Guti

Personal information
- Full name: Álvaro Gutiérrez Custodio
- Date of birth: 30 December 2000 (age 24)
- Place of birth: Leganés, Spain
- Position: Midfielder

Team information
- Current team: Quintanar del Rey
- Number: 20

Youth career
- 2016–2019: Fuenlabrada

Senior career*
- Years: Team / Apps / (Gls)
- 2019–2021: Fuenlabrada B / 39 / (13)
- 2020: Fuenlabrada / 1 / (0)
- 2021–2022: Torrejón / 8 / (1)
- 2022: Getafe B / 11 / (1)
- 2022–2023: Torrejón / 25 / (1)
- 2023–2024: Trival Valderas / 24 / (0)
- 2024–2025: Torrejón / 29 / (10)
- 2025–: Quintanar del Rey / 4 / (0)

= Guti (footballer, born 1999) =

Spanish footballer

Álvaro Gutiérrez Custodio (born 30 December 2000), commonly known as Guti, is a Spanish footballer who plays as a midfielder for Segunda Federación club Quintanar del Rey.

==Club career==
Born in Leganés, Community of Madrid, Guti joined CF Fuenlabrada's youth setup in September 2016. He was promoted to the reserves ahead of the 2019–20 season, and made his senior debut on 15 September 2019 by starting in a 2–2 home draw against CD Betis San Isidro.

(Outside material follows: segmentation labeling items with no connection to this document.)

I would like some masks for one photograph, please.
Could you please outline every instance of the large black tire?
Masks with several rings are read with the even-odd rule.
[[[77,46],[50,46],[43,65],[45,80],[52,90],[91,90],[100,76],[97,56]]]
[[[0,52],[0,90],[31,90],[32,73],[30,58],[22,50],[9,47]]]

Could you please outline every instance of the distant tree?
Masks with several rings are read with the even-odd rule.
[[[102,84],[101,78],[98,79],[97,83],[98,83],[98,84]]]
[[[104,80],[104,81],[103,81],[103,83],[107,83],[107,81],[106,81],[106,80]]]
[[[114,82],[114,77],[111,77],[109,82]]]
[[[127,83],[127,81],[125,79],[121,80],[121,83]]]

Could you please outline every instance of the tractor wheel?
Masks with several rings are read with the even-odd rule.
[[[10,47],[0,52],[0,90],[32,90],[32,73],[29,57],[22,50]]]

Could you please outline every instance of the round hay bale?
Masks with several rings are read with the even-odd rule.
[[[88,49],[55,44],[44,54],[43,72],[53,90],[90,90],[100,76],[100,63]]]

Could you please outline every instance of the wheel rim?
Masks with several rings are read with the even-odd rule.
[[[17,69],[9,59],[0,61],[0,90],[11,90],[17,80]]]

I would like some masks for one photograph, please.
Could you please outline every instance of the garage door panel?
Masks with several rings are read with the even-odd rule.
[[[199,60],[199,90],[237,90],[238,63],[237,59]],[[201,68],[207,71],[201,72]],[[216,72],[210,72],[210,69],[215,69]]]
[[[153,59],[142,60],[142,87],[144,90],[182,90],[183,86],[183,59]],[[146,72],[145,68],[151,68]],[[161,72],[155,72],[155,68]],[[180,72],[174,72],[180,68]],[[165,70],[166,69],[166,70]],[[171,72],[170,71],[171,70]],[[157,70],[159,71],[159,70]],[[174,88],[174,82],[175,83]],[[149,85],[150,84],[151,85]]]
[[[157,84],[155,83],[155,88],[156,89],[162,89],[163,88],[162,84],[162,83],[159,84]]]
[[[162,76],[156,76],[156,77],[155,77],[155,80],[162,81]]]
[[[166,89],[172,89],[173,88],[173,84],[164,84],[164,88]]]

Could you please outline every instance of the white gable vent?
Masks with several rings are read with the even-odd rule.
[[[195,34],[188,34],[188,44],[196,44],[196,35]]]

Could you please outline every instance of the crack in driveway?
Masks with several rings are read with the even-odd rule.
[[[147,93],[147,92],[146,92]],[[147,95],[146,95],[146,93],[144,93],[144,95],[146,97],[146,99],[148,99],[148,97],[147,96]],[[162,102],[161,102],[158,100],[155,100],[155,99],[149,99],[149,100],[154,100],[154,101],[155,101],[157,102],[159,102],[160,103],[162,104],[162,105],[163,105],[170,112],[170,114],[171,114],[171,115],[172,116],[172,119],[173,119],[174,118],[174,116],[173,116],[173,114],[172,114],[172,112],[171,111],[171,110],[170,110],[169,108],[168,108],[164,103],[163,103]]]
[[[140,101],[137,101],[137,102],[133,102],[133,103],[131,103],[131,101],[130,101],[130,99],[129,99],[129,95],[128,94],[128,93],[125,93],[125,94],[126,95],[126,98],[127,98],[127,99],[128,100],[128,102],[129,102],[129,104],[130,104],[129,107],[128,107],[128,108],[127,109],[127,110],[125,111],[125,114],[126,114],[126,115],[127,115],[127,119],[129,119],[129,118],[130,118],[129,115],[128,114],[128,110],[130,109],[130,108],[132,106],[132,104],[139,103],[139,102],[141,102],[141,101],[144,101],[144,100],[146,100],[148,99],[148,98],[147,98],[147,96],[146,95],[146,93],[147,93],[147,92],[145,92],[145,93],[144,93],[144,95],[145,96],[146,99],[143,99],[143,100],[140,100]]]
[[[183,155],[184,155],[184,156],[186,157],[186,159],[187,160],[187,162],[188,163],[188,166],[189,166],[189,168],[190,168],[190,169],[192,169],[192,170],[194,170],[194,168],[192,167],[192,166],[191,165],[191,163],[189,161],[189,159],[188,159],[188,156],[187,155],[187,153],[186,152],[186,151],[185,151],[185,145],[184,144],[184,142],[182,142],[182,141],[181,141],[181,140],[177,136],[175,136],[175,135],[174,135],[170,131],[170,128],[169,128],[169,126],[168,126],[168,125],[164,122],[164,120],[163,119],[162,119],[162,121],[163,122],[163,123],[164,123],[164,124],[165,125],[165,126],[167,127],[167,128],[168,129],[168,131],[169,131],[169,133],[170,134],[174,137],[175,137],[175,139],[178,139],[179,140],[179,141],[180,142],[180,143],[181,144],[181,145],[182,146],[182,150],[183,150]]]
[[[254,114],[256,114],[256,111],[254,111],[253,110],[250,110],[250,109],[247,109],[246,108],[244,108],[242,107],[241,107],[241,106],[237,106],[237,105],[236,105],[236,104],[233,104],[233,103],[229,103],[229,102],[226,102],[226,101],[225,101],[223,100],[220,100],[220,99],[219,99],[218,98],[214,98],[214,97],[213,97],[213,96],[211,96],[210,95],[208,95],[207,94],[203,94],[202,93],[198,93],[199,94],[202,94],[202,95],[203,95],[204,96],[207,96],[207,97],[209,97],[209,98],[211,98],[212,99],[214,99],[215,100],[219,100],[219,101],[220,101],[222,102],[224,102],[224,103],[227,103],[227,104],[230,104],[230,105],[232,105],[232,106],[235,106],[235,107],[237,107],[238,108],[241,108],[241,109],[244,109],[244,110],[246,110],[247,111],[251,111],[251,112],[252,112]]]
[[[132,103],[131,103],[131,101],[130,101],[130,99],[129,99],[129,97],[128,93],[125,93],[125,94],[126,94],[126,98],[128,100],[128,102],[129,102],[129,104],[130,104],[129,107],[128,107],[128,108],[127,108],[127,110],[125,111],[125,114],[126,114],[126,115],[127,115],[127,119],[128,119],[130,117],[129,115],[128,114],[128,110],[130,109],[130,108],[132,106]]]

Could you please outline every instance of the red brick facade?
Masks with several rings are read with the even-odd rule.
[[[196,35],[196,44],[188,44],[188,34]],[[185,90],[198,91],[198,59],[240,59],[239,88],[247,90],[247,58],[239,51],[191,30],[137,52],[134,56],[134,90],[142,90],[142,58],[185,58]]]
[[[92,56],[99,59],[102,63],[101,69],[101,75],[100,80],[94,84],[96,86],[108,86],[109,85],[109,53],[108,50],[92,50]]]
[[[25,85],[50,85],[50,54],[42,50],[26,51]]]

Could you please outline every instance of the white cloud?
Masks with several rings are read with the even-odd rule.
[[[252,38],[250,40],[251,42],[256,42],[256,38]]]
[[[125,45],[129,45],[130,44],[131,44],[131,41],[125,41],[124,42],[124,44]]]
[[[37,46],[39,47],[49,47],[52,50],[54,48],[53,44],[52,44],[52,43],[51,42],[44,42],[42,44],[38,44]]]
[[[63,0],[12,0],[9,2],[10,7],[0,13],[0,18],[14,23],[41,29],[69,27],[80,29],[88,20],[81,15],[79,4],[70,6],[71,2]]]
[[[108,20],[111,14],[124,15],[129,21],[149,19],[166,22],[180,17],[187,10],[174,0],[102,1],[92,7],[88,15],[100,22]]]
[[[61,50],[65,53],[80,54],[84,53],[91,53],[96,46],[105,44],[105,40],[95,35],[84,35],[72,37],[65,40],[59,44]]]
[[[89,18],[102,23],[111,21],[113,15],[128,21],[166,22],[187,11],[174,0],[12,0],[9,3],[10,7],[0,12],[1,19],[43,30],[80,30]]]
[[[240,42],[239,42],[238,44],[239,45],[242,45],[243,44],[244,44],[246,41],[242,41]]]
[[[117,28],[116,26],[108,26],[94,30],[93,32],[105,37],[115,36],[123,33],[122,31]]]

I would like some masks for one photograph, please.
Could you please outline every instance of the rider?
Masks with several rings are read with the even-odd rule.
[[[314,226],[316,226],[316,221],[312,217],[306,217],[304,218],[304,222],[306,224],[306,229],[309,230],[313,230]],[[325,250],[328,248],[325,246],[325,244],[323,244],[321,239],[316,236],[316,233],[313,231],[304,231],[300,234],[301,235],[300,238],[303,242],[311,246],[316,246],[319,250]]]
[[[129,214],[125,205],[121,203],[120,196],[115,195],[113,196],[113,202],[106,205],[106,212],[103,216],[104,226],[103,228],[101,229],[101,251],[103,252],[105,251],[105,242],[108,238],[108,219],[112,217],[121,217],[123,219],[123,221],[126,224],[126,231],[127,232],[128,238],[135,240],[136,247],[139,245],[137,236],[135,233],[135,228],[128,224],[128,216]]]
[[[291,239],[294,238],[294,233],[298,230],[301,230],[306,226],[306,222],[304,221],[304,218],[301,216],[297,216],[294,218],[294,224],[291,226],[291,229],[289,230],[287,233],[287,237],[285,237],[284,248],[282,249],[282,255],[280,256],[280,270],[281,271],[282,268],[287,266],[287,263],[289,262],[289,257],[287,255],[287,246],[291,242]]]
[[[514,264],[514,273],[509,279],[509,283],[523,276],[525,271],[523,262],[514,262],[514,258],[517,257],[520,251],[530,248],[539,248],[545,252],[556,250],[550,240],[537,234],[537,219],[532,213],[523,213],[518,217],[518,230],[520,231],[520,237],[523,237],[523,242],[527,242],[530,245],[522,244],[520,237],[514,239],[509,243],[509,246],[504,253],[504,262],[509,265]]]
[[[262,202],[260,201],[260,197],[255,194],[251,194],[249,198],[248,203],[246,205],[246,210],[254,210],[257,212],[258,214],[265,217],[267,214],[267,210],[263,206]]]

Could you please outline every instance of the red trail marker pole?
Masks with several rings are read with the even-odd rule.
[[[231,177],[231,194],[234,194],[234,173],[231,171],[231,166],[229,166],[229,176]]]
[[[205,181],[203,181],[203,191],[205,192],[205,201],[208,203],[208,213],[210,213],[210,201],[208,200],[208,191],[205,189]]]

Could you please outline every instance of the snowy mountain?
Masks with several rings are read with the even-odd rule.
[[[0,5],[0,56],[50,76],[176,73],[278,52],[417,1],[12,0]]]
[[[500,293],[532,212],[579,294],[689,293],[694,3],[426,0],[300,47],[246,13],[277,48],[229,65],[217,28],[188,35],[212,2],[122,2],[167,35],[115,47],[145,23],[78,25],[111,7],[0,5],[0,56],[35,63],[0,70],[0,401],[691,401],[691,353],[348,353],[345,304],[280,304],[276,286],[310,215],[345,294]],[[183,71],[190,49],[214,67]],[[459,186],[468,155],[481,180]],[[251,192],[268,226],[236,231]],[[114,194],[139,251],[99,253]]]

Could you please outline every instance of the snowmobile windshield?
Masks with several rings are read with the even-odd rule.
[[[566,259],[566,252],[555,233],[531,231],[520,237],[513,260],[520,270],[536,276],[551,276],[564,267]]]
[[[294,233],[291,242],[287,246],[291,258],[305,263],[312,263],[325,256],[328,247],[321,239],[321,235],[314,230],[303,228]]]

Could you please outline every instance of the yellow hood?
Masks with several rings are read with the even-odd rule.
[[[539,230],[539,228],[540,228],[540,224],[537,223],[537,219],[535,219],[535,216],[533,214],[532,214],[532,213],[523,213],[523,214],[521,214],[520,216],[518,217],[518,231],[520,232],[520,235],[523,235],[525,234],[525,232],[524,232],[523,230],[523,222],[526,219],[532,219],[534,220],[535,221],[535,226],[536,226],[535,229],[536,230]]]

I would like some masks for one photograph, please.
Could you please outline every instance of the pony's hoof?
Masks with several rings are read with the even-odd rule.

Guti scored his first senior goal on 27 October 2019, netting his team's third in a 5–2 away routing of EMF Aluche. The following 23 February, he scored a brace in a 4–0 home success over AD Sporting Bazán.

Guti made his first team debut on 8 August 2020, coming on as a late substitute for Alberto Fernández in a 1–2 away loss at Deportivo de La Coruña in the Segunda División championship, as several of first team players were out due to COVID-19 pandemic occurring in the squad.

On 8 September 2021, Guti signed for Tercera División RFEF side AD Torrejón CF. The following 4 February, he moved to Getafe CF, being initially assigned to the reserves also in the fifth level.